Research has many faces that can represent many forms of information gathering. The information can be biomedical, social, behavioral, research fraud, or as simple popular car color. However, in research it can be very intensive when the research involves people lives through crime. In this research and terminology paper, will examine the process of research and how it targets the criminal justice. To begin, lets us examine the terminology needed to understand how the research process flows and works. The process of collecting and analyzing data has become a work of art when compared to 100 years ago, when research was not even in the vocabulary of scholars. Today many research terminologies explain and guide us through the network of the research process. Personally, I look at the research process as a road map to a truthful unbiased worth of information.
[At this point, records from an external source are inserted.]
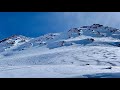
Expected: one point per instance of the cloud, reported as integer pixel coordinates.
(87, 18)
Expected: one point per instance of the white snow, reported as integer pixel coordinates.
(79, 53)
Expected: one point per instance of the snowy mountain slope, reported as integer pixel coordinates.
(94, 45)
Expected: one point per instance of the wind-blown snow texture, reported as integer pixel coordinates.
(86, 51)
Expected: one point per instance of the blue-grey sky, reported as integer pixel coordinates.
(34, 24)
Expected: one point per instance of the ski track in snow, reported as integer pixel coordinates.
(83, 54)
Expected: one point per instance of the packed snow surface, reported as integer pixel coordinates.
(85, 52)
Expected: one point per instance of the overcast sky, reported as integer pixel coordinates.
(34, 24)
Some of the terminology needed to successfully understand the research process includes:
Replication: “Replication is the repetition of experiments or studies utilizing the same mythology” (Hagan, 2010). In police, work detectives use the research process of replication to replicate how the crime was committed in the research process
Verification: Verification “is confirmation of accuracy of finding or attainment of greater certitude in conclusion through additional observation” (Hagan, 2010). In the criminal justice system, many forms of detectors utilized to to provide an accurate response.
Theory: Theory is” described previously as attempt to develop plausible explanations of reality” (Hagan, 2010). When theories try to arrange and classify events the research process takes a different form of events. Therefore, pointing into perspective the plausible explanation.
Research Shock: Research Shock “is a sense of disorientation experienced by a person when suddenly confronted with an unfamiliar style of presentation and language” (Hogan, 2010).